We decided a long time ago not to take reviews too seriously. For one, they tend to involve a whole lot of projection, generally saying more about the writer than the band. Sort of a musical Rorschach test. And for another, reading them makes you too damned self-conscious, like the world is looking over your shoulder when the truth is you’re not a genius or a moron. You’re just a person in a band.

They forget, though, that "water off a duck's back" wouldn't have become a metaphor if the water splashed noisily into the pond chuntering away about how bloody brilliant it is to roll off a back and how, really, it's more about the duck than about the water.
We love indie rock and we know full well that Pitchfork doesn’t so much critique bands as critique a band’s ability to match a certain indie rock aesthetic. We don’t match it.

If this is meant to be a shrugging off, it misfires - it's like watching someone try to shrug off a rubber minidress.
It’s also true that the record isn’t ironic or quirky or fey or disinterested or buried beneath mountains of guitar noodling.

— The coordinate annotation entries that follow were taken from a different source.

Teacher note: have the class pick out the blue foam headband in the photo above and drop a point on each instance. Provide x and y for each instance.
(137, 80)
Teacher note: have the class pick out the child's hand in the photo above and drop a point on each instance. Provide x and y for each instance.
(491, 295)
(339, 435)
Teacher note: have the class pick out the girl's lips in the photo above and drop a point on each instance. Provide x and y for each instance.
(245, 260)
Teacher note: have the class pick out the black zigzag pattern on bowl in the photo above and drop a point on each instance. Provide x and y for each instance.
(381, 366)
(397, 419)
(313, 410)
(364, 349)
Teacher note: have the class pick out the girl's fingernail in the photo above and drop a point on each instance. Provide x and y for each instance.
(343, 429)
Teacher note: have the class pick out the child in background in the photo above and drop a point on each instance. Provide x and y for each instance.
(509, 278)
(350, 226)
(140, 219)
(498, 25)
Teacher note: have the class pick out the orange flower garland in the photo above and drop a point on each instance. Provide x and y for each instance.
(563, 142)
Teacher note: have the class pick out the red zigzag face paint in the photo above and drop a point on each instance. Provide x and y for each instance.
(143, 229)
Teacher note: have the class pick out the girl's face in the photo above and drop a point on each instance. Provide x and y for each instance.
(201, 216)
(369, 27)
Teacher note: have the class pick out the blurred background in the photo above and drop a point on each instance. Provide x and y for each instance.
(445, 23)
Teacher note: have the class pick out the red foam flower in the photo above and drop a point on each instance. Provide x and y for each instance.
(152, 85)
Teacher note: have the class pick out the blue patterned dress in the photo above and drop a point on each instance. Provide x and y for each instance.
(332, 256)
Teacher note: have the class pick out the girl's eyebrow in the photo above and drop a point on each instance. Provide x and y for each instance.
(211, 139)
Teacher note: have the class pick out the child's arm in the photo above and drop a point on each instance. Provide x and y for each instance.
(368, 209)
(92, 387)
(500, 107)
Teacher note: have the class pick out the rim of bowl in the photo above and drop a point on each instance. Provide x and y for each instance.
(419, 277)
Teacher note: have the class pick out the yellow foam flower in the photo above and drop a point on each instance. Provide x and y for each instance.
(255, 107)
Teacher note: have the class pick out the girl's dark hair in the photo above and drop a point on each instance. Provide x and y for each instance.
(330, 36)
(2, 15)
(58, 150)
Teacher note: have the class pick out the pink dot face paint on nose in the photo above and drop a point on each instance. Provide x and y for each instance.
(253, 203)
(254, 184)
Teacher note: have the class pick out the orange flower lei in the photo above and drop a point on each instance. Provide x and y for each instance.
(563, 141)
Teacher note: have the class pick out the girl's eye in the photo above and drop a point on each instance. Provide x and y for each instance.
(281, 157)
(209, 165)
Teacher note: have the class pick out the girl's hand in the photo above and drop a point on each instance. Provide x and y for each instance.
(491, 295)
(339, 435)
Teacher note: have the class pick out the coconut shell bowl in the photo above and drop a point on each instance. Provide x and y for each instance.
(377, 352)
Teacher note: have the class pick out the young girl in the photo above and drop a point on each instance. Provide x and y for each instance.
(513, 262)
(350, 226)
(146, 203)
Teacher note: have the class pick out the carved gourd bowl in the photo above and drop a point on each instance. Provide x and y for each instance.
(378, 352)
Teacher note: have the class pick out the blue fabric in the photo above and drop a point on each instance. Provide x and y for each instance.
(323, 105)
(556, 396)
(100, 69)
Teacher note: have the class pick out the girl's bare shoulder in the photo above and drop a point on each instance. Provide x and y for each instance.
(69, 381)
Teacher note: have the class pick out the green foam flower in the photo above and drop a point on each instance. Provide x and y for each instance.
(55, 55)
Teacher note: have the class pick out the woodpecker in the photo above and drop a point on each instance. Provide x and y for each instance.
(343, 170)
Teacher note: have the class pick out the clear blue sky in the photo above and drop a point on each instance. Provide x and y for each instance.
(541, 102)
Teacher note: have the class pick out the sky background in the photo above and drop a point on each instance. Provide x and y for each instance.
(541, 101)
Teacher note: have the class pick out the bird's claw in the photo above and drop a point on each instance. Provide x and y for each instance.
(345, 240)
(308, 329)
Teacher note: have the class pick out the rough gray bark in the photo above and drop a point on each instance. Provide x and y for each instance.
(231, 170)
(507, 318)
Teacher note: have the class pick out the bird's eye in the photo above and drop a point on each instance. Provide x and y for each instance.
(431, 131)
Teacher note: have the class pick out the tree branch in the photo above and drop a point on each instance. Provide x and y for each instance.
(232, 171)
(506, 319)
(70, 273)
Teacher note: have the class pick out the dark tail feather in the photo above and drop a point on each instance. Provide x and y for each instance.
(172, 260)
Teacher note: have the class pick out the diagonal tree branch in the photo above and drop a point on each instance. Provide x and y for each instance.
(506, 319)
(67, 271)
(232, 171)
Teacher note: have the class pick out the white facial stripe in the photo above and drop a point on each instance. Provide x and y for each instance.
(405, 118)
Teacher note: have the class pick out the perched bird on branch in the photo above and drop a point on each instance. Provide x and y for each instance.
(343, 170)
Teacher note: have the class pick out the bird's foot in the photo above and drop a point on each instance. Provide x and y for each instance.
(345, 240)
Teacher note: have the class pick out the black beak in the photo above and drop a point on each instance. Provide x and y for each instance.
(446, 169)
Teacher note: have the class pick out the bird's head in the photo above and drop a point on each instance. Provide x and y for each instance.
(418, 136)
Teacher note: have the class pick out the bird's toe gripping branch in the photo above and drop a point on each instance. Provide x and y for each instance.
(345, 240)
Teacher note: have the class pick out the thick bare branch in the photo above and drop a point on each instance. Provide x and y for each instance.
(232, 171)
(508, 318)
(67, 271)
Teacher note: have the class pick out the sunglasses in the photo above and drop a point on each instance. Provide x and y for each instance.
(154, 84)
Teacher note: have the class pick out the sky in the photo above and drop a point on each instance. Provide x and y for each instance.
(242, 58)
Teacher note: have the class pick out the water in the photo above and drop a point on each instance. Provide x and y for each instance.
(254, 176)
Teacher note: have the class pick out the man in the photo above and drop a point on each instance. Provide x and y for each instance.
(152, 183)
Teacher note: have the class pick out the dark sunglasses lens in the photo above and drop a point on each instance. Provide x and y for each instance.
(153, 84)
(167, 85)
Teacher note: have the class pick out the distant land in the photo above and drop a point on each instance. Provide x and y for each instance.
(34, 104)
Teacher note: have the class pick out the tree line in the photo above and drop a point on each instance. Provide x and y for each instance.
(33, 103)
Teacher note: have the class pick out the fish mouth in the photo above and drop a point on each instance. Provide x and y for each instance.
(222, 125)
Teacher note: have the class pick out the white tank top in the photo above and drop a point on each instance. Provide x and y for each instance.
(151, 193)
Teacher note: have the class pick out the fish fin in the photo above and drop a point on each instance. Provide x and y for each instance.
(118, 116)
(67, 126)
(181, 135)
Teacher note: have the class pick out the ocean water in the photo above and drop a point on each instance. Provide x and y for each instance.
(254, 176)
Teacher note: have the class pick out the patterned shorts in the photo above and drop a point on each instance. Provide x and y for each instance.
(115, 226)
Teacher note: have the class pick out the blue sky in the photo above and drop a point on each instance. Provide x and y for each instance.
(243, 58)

If 'Pitchfork bands' are so genre-bound (and, indeed, they may well be) and TATE aren't that sort of band, one might wonder why they're taking so much time to object to the review. Would, say, Miley Cyrus spend much time crying over a cold shoulder from Mojo?

Nobody likes to be slagged off (except for that small subset who find a sexual thrill) but, really, the way to change people's minds - if you want to - is probably to record a better record next time round.


5 comments:

James said...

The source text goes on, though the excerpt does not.